Cool, but sunny skies. A comfortable route length of around 50 miles. A FANTASTIC guest house in Meaulne, run by such a nice couple. How nice were they? Well, the husband drove me to the grocery 10 km away when we discovered the “mini” wasn’t open in Meaulne. He also drove me back through an amazing forest, part of the forest I would be riding in the next day.
I forgot all about the rabbit and chicken farm. Nice people, comfortable conditions and beautiful countryside to ride through will do that.
Having skipped the petit déjeuner, I needed coffee and it arrived here in Boussac about 25 km away. One thing both Portugal and France teach you is that coffee isn’t about volume, it’s about dosage. This tiny cup packs a mighty caffeine wallop of love.
Yes, to get out of Creuse, I would even run to (Mayor) Berry and Cher.
Seriously, another day, another river or two. I think this one is the Amazon or the Nile. Honestly, I can’t remember. Still, nameless or not, I very much LOVE every river. Very much. Enought that I still love them although they almost always come with the cycling price of a very probable uphill immediately after. That’s a price I’ll pay every time.
But who says flat (even a bit downhill) and straight is boring?
Water tower of sorts outside Culan
The Riv Cher means a move into what proved to be a lovely department.
It’s a store-bought dinner, but it means more when a guy drove you 20 km to get it. Besides, check out the view! The backyard of my lodging in Meaulne.
The guest house came with two great dogs. This one is Belle, who was very skittish until I learned her name. Then she followed me around like an old pal.

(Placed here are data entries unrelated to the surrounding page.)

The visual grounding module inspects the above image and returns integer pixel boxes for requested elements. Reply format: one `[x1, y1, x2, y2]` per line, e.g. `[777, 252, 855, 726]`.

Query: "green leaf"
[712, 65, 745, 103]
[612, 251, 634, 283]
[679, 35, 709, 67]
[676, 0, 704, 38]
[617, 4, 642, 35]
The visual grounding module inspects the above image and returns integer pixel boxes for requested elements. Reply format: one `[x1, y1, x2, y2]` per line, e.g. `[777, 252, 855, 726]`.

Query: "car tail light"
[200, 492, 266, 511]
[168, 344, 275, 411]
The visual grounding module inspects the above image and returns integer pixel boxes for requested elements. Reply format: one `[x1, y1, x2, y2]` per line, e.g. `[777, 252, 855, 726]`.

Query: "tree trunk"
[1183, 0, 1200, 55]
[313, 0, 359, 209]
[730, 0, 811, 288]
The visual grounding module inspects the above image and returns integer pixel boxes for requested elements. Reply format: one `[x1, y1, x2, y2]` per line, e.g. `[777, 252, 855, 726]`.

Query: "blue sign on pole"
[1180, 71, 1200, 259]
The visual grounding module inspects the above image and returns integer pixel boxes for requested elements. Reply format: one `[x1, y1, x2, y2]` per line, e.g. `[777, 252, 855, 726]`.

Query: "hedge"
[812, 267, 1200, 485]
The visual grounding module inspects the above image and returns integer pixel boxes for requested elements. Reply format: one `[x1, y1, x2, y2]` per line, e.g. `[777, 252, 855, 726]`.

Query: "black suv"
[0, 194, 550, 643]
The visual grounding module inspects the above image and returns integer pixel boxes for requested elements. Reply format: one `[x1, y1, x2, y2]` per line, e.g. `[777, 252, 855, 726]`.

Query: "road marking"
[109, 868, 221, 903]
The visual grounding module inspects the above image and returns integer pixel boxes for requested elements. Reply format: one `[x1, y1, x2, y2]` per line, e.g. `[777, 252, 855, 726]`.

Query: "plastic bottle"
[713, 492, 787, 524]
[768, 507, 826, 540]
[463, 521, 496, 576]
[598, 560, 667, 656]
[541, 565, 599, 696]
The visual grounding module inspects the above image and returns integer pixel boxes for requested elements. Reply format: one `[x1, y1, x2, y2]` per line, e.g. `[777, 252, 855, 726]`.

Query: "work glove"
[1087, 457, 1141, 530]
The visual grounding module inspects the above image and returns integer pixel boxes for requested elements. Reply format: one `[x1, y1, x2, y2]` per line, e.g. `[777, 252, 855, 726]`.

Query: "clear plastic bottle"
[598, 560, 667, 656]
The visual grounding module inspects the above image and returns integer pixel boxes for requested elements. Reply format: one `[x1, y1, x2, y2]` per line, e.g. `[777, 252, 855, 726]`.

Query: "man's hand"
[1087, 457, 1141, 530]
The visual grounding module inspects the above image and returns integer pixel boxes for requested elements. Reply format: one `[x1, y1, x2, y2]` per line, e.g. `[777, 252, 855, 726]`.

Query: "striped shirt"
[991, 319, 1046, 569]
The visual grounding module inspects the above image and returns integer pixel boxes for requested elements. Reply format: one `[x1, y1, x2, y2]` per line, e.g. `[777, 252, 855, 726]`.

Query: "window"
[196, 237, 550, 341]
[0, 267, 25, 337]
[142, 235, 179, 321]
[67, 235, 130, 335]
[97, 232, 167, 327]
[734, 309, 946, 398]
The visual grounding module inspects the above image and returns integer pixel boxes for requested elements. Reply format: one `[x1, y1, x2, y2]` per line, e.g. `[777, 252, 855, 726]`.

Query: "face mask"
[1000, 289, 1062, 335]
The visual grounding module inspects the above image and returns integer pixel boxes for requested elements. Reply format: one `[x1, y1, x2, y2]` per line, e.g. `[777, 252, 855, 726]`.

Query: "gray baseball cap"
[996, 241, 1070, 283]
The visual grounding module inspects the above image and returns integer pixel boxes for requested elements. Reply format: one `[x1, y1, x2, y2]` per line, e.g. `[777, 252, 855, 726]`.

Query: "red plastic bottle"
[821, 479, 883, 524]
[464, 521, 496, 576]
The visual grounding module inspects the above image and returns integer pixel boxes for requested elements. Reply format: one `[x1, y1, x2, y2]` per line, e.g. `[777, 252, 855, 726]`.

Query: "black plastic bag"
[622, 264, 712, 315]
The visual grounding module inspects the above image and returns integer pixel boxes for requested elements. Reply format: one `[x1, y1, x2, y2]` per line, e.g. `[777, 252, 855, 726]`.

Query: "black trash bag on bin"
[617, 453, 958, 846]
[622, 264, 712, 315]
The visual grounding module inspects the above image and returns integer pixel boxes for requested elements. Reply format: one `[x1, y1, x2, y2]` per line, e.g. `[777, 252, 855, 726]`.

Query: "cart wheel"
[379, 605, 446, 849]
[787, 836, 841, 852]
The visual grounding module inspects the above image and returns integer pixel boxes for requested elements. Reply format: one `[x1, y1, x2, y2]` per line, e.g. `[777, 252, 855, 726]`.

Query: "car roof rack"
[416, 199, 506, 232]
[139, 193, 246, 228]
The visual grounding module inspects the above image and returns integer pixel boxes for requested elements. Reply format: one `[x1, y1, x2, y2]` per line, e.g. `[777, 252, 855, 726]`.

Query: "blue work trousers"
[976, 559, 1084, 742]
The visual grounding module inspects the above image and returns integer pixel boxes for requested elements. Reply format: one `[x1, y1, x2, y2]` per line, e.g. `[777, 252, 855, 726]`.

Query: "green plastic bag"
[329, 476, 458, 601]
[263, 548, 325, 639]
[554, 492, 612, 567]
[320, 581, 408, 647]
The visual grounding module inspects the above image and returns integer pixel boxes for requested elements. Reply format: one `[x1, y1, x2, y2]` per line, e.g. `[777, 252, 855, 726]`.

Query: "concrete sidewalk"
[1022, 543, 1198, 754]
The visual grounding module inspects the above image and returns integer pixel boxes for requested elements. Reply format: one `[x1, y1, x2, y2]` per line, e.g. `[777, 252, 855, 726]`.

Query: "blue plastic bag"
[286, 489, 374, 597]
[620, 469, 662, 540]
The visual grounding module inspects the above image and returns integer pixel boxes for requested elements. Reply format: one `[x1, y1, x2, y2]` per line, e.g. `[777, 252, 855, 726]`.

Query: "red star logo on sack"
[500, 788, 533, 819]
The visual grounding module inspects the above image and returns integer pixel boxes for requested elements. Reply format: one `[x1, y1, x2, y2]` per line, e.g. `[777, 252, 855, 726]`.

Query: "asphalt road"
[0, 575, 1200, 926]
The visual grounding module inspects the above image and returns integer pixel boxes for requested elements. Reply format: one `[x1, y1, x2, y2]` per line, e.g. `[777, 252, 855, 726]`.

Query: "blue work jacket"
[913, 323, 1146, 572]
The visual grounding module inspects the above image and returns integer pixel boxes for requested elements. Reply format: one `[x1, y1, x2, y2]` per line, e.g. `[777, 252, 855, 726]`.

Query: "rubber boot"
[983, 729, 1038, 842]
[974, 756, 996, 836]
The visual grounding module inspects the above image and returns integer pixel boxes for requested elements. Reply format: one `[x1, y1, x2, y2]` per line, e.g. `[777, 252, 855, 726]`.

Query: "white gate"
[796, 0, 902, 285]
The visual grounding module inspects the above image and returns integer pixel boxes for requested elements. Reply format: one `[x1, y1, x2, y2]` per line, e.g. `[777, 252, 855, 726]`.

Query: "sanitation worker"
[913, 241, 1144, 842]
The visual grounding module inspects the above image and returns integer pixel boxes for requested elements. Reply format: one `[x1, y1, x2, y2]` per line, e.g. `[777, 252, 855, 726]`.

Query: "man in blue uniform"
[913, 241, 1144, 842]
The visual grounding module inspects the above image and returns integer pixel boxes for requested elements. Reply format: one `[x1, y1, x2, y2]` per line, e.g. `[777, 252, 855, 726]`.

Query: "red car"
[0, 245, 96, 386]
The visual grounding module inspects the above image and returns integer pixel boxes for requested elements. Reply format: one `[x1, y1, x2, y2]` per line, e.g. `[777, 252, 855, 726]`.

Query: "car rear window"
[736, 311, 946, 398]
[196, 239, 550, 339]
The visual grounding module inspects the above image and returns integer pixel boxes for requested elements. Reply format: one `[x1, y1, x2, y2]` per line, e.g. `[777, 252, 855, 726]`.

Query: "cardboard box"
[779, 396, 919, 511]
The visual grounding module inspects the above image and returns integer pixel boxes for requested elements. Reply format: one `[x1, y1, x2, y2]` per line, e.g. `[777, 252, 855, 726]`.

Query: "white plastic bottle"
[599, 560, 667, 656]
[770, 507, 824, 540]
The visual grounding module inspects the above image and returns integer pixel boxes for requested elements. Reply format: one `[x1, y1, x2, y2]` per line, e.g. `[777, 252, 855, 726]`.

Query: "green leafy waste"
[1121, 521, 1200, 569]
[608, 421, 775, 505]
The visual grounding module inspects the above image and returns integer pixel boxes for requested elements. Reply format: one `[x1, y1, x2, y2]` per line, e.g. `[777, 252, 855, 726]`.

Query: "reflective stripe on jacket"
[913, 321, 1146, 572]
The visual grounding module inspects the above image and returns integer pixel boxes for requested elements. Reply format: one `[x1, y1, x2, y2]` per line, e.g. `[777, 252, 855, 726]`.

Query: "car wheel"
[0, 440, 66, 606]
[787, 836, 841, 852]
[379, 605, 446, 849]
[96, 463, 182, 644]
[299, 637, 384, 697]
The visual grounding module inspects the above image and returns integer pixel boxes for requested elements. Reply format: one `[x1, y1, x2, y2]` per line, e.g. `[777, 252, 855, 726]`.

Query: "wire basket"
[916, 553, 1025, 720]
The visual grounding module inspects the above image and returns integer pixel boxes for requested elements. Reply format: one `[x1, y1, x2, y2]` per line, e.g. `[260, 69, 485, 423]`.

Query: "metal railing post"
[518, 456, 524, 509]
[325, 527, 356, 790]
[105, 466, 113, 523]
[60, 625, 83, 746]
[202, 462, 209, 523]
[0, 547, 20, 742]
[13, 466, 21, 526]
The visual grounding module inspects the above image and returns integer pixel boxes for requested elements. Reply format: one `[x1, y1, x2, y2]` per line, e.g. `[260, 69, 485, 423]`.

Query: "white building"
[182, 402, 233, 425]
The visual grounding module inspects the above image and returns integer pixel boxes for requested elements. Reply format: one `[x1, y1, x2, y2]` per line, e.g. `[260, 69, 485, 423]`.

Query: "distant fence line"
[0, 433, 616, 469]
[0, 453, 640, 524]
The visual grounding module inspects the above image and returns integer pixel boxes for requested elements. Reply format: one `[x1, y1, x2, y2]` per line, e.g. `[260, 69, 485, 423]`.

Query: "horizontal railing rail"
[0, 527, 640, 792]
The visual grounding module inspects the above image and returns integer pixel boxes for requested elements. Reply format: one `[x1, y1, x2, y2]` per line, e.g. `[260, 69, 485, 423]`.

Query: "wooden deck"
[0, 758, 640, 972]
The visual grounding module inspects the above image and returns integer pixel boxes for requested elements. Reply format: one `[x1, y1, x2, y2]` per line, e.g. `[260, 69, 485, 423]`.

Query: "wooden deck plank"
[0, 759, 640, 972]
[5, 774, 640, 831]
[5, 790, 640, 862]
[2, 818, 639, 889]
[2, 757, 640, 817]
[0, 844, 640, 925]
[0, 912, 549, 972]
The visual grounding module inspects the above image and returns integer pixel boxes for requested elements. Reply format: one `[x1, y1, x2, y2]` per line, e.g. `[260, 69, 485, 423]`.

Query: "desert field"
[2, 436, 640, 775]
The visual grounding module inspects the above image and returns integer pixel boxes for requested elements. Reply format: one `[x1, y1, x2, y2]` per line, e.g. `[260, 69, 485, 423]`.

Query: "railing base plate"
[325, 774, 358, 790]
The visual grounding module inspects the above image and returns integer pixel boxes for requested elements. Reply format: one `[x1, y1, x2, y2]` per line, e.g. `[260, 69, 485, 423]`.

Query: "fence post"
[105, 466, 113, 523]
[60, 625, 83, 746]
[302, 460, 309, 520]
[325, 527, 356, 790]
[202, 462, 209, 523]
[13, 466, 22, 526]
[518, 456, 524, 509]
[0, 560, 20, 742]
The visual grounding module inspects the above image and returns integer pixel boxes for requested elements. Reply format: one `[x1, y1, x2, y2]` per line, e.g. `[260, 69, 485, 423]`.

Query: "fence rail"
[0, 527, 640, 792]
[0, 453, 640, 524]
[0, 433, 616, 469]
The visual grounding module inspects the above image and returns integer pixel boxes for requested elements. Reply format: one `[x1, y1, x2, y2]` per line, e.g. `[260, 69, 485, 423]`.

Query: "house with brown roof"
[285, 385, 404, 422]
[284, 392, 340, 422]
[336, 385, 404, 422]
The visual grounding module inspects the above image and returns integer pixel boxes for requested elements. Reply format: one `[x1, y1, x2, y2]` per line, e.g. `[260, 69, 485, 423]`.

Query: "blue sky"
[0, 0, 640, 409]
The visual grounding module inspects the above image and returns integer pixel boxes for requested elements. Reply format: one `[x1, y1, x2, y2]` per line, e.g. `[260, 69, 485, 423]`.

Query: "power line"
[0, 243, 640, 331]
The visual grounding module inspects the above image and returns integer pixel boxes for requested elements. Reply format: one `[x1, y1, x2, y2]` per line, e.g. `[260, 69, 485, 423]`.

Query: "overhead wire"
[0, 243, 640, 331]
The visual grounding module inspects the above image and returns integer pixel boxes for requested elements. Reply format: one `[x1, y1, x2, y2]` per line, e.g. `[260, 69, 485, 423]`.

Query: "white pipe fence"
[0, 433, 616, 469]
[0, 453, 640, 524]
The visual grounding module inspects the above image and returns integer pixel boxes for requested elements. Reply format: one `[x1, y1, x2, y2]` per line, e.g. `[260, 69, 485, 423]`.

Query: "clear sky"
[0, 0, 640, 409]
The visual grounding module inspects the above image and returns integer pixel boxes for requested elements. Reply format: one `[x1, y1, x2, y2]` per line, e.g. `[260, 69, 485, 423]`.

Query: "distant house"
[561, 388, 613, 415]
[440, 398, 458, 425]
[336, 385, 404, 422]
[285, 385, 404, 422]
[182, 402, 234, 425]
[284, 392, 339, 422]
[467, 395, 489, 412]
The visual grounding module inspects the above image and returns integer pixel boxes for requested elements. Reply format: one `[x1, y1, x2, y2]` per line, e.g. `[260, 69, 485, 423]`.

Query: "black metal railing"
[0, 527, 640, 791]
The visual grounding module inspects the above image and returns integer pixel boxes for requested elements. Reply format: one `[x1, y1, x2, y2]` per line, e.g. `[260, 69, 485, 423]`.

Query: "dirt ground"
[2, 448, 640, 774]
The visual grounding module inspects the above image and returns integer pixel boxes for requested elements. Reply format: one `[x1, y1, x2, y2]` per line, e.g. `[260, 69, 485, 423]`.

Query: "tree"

Meaunle really was about the prettiest village I’ve yet seen in France. Too bad about it mini-grocery not being open much. It’s a problem throughout the rural part of the country (world?).
Made it! Something like 475 miles after getting off that bus in Irun, Spain on the 24th of June. And a very enjoyable way to end this particular ramble.
The forêt de Tronçais (Troncais Forest) was very pleasurable on what turned out to be a warm day. I was in shade for miles. Very light traffic and forest are always a good combination. A stiff hill here or there to keep me honest, but those gave way at the edge of the forest, and things really flattened out as I cycled along the Riv Allier.
So I was here in Nevers by 2:00, ready to meet the wife (even with time to take a shower!) and start the next part of the tour, a week-long leisurely exploration of the Loire River, dipping in and out of Eurovelo Route 6 in the region over to Chalon-sur-Saône.
At Troncais, in the middle of the forest, there’s this lake.
Cemetery along the way. I had to take this shot over the wall, so this is my first time of seeing what the heck it looked like.